Curtiu sua temporada de fundo de armário? Mamãe até que te cuidou bem,
entre todos, o mais Tchans! Cinquentanos de caixas e caixas de quinquelhos prá
tirar do mofo e do deusmelivre! Estou há dias nessa arqueologia. Encontrei as
edições secretas de quando você era criança e gostava mais de figurinhas e
desenhos, corte e cola e pinta. Páginas grudadas da nossa história. Na
sequência, vi os erros. Os cedilhas, deslocados, mas na mais caprichada
letrinha. Tuas páginas ainda têm o jasmim das tardes de caligrafia. Achei tua
versão em saltos altos, ensaiando uma valsa - como se coubesse tanto luar. Te
achei tão jovem, chei’de criatividade.
Muita
história eu tinha prá contar! Lembro que
percebi que eram histórias interessantes, no mesmo dia que te descobri nem tão
secreto assim. A cena: Mamãe - roupão
amarelo, laranja e preto - enormes flores atoalhadas amarradas na cintura. A
memória: O que parece maior, bobes prendendo os cabelos, ou o diário balançando
aberto na mão dela? A viagem: O relógio era um exagero, eu me senti pequena.

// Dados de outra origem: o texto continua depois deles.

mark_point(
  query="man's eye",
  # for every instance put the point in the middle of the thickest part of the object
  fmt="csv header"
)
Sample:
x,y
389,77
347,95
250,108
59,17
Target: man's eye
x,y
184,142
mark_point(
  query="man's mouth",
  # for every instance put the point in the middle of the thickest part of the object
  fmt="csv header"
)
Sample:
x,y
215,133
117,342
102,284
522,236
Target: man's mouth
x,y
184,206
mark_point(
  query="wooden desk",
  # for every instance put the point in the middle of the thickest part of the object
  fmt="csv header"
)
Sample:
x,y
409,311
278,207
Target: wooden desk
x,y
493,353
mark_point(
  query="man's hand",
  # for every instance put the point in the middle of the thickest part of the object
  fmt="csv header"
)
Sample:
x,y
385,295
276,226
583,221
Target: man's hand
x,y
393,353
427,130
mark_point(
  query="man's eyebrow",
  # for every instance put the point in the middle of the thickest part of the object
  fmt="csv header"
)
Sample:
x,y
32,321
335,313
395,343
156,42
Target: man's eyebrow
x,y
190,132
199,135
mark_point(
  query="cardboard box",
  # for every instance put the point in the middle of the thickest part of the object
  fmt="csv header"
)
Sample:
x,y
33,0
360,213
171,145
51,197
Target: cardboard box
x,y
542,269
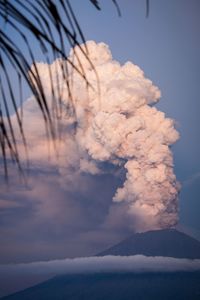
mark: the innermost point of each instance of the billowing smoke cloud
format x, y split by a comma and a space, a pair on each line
117, 124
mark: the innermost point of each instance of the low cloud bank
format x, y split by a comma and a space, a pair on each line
16, 277
136, 264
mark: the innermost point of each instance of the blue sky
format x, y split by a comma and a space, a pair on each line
166, 46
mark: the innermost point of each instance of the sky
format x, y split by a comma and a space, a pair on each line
52, 219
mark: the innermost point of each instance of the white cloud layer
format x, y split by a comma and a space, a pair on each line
116, 124
136, 263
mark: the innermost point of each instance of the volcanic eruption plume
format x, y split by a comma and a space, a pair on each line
117, 124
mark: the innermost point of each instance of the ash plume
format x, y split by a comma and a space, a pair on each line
117, 124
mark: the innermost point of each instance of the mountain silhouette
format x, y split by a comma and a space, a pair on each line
128, 285
167, 242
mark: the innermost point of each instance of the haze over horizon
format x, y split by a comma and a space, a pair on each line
60, 215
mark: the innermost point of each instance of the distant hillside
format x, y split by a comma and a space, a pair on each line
118, 286
168, 242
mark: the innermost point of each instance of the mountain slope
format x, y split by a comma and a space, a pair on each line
168, 242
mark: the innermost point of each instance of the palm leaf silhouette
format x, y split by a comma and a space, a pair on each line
50, 24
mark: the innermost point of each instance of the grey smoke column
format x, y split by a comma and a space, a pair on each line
119, 125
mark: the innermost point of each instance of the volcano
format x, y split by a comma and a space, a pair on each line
167, 242
128, 285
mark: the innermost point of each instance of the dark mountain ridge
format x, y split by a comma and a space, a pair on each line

Tudo descrito, em outra temporada, mais adiante – quando você era algo mais tipo
Roteiro de Universitária.
Lembrei
de crescer. Minhas histórias parecendo de verdade! Escrever virou de propósito.
Minha mãe virou minha leitora cativa. E, você, parceiro.
Quase
joguei tudo no caminhão de coleta seletiva, sem olhar, junto com a tralha toda.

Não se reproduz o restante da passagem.